If inflation is running at a 2 percent annual pace in the CPI, it will likely be about 1.7 percent in the chained CPI.
That’s a modest difference in one year, but over time it adds up.
After 30 years of retirement a Social Security beneficiary’s annual income would be $1,400 less under chained CPI than under the current gauge, says the National Committee To Preserve, Social Security & Medicare.
The change would affect some other federal benefits that are adjusted for inflation, and could save the Treasury $100 billion or more over 10 years.
Boosters of the change say the chained CPI is not a gimmick to reduce federal deficits, it’s a more accurate way of measuring the real change in people’s living costs. Thus, in their view, this is a sensible step that can close about one-fourth of the Social Security program's projected funding shortfall.
But foes reject the idea that it’s more accurate.
For Obama, backing the idea is one way to try to bring Republicans to the bargaining table – showing he’s serious about entitlement reform even as he demands that Republicans do something they don’t like: raise additional tax revenues as part of a deficit-cutting deal.
He recently said he's ready to do "tough stuff" in the name of fiscal discipline, if Republicans will, too.
Finance experts say the chained CPI is only a partial fix to Social Security – but a potentially important part of a mix that could also include tax hikes or raising the eligibility age.
“This change alone would eliminate about one-quarter of the long-range deficit” facing Social Security, which equals about 2 percent of America’s taxable payrolls over the next 75 years, according to a 2011 analysis of the chained-CPI idea by Boston College’s Center for Retirement Research.

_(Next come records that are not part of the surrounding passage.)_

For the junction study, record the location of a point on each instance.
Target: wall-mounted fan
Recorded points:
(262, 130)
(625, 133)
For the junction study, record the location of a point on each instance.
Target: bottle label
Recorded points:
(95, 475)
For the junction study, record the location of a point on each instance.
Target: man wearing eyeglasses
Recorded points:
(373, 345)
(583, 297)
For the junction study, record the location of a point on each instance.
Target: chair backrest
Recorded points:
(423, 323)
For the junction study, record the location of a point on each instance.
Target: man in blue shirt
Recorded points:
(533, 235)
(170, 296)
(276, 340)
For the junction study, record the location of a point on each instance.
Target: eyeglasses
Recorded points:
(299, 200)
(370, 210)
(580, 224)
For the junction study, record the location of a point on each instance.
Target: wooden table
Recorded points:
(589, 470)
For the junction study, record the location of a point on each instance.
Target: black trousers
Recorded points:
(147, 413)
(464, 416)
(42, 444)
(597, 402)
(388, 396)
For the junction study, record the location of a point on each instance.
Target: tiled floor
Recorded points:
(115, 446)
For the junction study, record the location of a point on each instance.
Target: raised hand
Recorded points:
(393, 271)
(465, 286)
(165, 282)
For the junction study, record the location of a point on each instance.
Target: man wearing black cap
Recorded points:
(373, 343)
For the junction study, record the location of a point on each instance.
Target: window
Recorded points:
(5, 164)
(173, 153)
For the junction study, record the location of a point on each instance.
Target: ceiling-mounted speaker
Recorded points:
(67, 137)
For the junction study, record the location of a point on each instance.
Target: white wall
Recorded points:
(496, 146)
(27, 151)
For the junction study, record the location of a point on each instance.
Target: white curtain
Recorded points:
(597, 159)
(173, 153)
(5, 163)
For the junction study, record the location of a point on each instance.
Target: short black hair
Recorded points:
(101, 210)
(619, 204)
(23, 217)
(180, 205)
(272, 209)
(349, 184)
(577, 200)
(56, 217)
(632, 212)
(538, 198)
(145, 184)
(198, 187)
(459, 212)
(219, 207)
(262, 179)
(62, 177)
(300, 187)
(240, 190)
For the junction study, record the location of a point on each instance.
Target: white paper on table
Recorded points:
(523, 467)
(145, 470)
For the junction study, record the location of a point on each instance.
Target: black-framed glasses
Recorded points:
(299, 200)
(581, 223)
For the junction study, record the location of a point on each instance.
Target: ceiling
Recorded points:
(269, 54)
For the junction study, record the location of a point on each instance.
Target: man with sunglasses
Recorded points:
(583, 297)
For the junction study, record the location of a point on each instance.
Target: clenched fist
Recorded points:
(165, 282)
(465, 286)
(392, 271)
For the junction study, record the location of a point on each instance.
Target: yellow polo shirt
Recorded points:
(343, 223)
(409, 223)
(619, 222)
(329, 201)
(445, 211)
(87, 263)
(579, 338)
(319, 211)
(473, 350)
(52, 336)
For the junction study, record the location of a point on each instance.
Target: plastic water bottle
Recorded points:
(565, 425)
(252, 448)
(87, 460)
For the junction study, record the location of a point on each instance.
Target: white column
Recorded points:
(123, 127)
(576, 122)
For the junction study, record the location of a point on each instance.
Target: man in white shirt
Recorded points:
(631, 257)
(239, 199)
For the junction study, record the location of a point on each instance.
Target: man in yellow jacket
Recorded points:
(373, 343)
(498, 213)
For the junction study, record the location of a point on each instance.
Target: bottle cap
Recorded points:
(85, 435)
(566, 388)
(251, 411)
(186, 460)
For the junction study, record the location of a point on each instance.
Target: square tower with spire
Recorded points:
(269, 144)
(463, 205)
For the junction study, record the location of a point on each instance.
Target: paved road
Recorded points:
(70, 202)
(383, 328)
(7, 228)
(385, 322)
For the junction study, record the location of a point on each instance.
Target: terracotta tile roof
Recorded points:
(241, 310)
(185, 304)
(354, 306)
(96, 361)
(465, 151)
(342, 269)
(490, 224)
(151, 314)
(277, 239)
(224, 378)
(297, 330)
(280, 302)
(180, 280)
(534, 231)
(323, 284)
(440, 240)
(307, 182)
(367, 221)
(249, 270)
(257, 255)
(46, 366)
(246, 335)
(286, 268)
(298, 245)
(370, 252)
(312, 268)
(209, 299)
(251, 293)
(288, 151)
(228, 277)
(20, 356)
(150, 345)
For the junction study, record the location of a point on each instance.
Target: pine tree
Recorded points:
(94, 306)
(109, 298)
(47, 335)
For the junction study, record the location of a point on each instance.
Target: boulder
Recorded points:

Social Security has a projected shortfall because retirees are living longer, and more people are scheduled to reach retirement age relative to the number of working-age Americans. The gap is often measured as a share of taxable payrolls, because the program is funded by payroll taxes levied on current workers and employers.

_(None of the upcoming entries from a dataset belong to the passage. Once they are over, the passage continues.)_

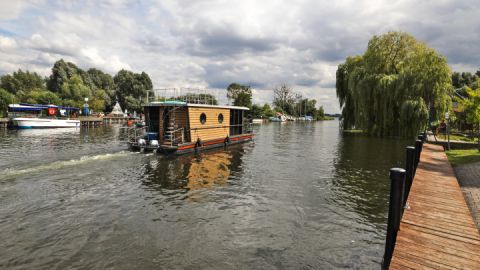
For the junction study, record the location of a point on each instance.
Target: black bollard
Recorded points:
(409, 171)
(397, 178)
(418, 151)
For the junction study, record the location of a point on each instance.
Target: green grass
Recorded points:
(455, 137)
(457, 157)
(353, 131)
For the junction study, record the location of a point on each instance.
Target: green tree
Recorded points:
(41, 97)
(75, 90)
(5, 99)
(472, 109)
(319, 114)
(61, 72)
(396, 75)
(243, 99)
(103, 82)
(267, 111)
(255, 111)
(131, 89)
(20, 83)
(234, 89)
(283, 99)
(98, 101)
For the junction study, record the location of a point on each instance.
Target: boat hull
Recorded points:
(26, 123)
(194, 147)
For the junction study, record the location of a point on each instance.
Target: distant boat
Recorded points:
(278, 118)
(25, 115)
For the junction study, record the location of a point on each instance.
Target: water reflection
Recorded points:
(193, 172)
(361, 174)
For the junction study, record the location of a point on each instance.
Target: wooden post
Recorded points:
(409, 171)
(418, 151)
(397, 178)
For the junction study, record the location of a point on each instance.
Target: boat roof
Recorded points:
(185, 104)
(38, 107)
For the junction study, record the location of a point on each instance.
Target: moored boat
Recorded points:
(25, 115)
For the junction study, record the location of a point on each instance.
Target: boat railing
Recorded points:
(178, 136)
(186, 95)
(134, 133)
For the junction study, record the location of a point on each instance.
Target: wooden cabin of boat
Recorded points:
(185, 127)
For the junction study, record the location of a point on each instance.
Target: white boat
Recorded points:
(22, 122)
(42, 116)
(278, 118)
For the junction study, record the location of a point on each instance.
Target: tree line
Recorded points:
(285, 101)
(396, 88)
(69, 85)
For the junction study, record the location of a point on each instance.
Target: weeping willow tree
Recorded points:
(394, 88)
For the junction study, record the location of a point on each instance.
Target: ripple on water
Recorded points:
(301, 196)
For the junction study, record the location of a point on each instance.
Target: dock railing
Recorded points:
(401, 181)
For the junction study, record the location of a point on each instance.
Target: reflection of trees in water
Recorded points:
(361, 174)
(193, 171)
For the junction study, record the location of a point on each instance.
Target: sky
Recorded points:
(212, 43)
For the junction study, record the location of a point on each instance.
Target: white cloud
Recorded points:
(213, 43)
(7, 43)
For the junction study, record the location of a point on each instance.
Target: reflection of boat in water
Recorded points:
(48, 132)
(193, 172)
(208, 170)
(42, 116)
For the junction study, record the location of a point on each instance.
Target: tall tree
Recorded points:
(61, 72)
(243, 99)
(394, 87)
(132, 88)
(20, 83)
(284, 98)
(234, 89)
(472, 109)
(75, 91)
(5, 99)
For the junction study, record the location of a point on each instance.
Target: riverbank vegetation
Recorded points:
(286, 101)
(69, 85)
(394, 87)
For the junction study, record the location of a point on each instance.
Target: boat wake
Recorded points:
(9, 172)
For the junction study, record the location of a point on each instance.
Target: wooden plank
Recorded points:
(437, 230)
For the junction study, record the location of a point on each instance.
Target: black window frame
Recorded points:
(203, 118)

“Moving to a chained CPI is much more than a technical correction,” the Center for Retirement Research concluded in its report. “Under current circumstances, moving to a chained index should be viewed as a cut in benefits.”
The analysis said the change could be felt most by the poorest and oldest seniors as effects of the adjustment compound over time. It said these “adverse impacts can be mitigated by one-time adjustments around age 85,” something that Alan Simpson (R) and Erskine Bowles (D) suggested as chairs of a presidential commission on fiscal reform in 2010.
Another idea is to couple the “chained CPI” idea with the adoption of a special inflation index for Social Security that reflects the specific goods and services purchased by seniors.
Other ideas for closing Social Security’s future funding gap have been outlined by Simpson and Bowles and others.
Doing nothing about the issue is a bad idea, many economists say, because the size of the shortfall grows if unaddressed, and rising federal debts could weaken the economy.